Browne does have a gift for scene-setting. The port-side material in particular is vivid with description, and when it comes to the maritime stuff you can tell that this is an author who knows of what he writes. But still, it’s rather slow-going. Nick gets in a few fistfights here and there, but he stymies himself due to “keeping cover.” Meaning, when some hoods jump him outside of Xenia’s apartment, Nick can’t become full-on Killmaster and waste the guys, as he’s supposed to be a merchant seaman.
There’s also a lot of suspense material. Browne has a lot of characters in the works, and there are frequent cutovers to their perspectives to fill up the runtime. I found a bit of prescience in the Obama Bin Laden-esque Gorgas, elderly leader of a Greek terrorist army. It’s his men Nick tangles with outside of Xenia’s apartment, and eventually Nick will learn that Gorgas and Princes Electra are in cahoots, working with an Onassis pastiche and a Chinese spymaster. Still, unless my math fails me, that’s only four against Greece.
This early in the series, we are still apparently under the pretensions that Nick Carter is old enough to have fought in World War II, as established in the first volume. But even by 1967 it’s getting hard to buy. For example, Nick hooks up with an old Greek colleague he fought with during the war, a hardy old warrior who seems to have walked out of Homer, but the dude is old, and he and Nick keep talking about “the old days” and whatnot. But Nick is still young enough that he picks up young chicks like Xenia and has gobsmacking international jet-set beauties like Electra chomping at the bit to bed him. So it almost gives the impression that Nick Carter is a Highlander or something, an ageless immortal. It was a wise decision to gradually drop the whole “WWII vet” setup.

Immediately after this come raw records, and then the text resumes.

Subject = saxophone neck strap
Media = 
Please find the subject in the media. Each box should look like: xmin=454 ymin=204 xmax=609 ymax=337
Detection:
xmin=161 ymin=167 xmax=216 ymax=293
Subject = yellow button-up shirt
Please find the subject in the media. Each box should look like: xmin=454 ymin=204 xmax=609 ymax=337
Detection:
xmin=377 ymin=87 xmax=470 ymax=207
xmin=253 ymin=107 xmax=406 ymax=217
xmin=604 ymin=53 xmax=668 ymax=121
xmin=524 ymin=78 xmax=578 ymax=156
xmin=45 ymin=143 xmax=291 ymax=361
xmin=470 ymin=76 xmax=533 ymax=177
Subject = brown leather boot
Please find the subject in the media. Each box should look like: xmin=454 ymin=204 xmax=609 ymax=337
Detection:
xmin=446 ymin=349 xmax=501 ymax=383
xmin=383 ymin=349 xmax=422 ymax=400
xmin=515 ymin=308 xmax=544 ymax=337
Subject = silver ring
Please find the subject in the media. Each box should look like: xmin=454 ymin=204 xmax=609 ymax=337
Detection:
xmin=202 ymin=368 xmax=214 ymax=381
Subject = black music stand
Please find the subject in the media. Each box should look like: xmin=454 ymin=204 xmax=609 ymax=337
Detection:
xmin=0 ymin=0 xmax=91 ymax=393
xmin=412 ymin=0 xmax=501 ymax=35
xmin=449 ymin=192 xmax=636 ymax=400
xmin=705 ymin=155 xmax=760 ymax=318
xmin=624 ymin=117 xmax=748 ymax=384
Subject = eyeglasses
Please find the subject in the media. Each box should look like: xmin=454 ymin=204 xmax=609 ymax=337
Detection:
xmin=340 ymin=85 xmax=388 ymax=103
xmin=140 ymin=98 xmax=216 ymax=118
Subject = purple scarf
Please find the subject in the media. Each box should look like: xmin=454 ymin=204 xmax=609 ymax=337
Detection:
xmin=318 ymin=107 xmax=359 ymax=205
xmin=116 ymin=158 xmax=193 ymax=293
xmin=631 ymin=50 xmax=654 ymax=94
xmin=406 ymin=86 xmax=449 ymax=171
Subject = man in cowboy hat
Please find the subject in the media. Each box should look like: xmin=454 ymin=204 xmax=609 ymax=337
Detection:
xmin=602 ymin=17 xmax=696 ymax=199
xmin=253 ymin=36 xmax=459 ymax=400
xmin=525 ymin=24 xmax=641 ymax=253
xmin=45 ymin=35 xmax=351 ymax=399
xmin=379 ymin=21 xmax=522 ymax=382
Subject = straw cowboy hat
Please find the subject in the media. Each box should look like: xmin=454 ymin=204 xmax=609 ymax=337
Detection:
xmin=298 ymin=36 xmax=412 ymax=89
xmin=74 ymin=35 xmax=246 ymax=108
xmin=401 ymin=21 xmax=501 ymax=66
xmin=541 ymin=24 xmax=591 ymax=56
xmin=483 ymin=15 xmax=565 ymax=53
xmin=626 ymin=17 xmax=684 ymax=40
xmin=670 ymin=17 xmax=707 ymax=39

We do still have the unintentionally goofy stuff from early volumes, though, like an axe tattoo on Nick’s arm…which designates him as a high-ranking agent of the top-secret outfit AXE, of course. I mean there’s nothing like just advertising who you are when you’re going undercover. One wonders why they even bother with giving Nick cover guises.
When Nick does cut loose, though, Browne doesn’t disappoint. There’s a brutal fight with a couple thugs in his hotel room, which leads to some dark humor where Nick stashes their corpses in a closet…and then goes out for lunch. Browne also caters to the theme of Nick being captured and tortured; late in the tale he is tied, naked, to a pole in a grotto, one that fills with the tide, and all these fish and crabs and whatnot start nibbling on him. Things take a turn into horror when a giant octopus comes in and wraps itself around Nick, biting his chest – the finale here is particularly grisly, with Nick recalling how an old seaman once told him of being in a similar situation, and the way out was to bite the octopus in the brain.
There’s also another good sequence where Nick and his old comrade are cornered like rats in some underground tunnels, and a guy with a flamethrower comes after them. But the finale is a bit too much like a mystery, along the lines of Browne’s previous The Chinese Paymaster, with Nick uncovering who exactly is behind the plot. Browne does have a good way of incorporating Nick’s trademark weapons, though; little gas-bomb Pierre is used twice in the novel, once when Nick throws it into the open bed of a truckful of soldiers, and in another crazy part where he uses it while he’s tied up in a plane that’s in mid-air(!).
Overall though, the biggest takeaway from Seven Against Greece is the mystery of who Nicholas Browne was, what happened to him, and why he didn’t write any more Killmaster novels, as he did write some good ones, like Operation Starvation.